The original effort, begun in 2005, is expected to result in annual savings of about $430 million by 2011-2012, with about another $450 million expected to be saved beginning in 2010 -- $200 million from product-line simplification and $250 million from "strategic sourcing initiatives," pushing the total from the previously announced restructuring moves to nearly $900 million a year, above prior expectations.

Thursday's announcement will add to that amount by $200 million by 2012-2013 as the company implements a new program focusing on its global supply chain operations and realignment of certain local business support functions. The move is expected to cost Avon $300 million to $400 million to implement.

"We will continue our constant turnaround mentality," Charles Cramb, vice chairman, chief finance and strategy officer said Thursday at the Consumer Analyst Group of New York Conference held in Boca Raton, Fla. "We are constantly challenging everything we do -- what, how and where."

Separately, the company announced initiatives for 2009 that include freezing the number of positions and worldwide salaries, with exceptions for labor agreements and high-inflation markets. The company is also reducing costs beyond compensation, with a targeted 35% reduction in travel and entertainment expenses.

To appeal to a more budget-conscious consumer, Avon said it will add more emphasis to its "smart value products." Those products generally sell for around $5, according to one analyst.
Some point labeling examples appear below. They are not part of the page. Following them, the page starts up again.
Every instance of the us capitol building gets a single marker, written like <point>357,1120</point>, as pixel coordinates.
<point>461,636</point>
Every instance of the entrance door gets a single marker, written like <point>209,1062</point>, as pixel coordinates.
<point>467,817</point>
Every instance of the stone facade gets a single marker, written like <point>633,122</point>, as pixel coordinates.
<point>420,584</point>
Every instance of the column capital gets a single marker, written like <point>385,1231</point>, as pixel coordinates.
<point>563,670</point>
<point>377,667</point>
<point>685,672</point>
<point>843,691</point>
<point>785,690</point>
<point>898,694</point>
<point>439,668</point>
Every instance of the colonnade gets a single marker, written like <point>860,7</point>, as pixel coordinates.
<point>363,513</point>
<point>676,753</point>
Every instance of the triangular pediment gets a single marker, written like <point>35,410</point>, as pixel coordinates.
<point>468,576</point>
However, the beauty company said its not backing off its "strategic pricing."

"Our broad product assortment at all price tiers allows us to rebalance our product mix as consumers need a shift," said Chairman and Chief Executive Andrea Jung.

The company is also boosting its recruiting efforts during the recession, shifting its advertising investment there from 10% to 20%, with the hopes of attracting some women who may be out of work in the current economy.

"In 2009, we are making the boldest recruiting statement ever," Jung said.

Earlier this month, Avon said fourth-quarter net income rose 80% amid year-earlier restructuring charges as revenue fell on the stronger dollar and weaker volume.

At that time,Chief Executive Jung said "it is prudent" to assume this year will be "challenging."

Shares of Avon were recently trading at 19.54, down 28 cents, or about 1.4%.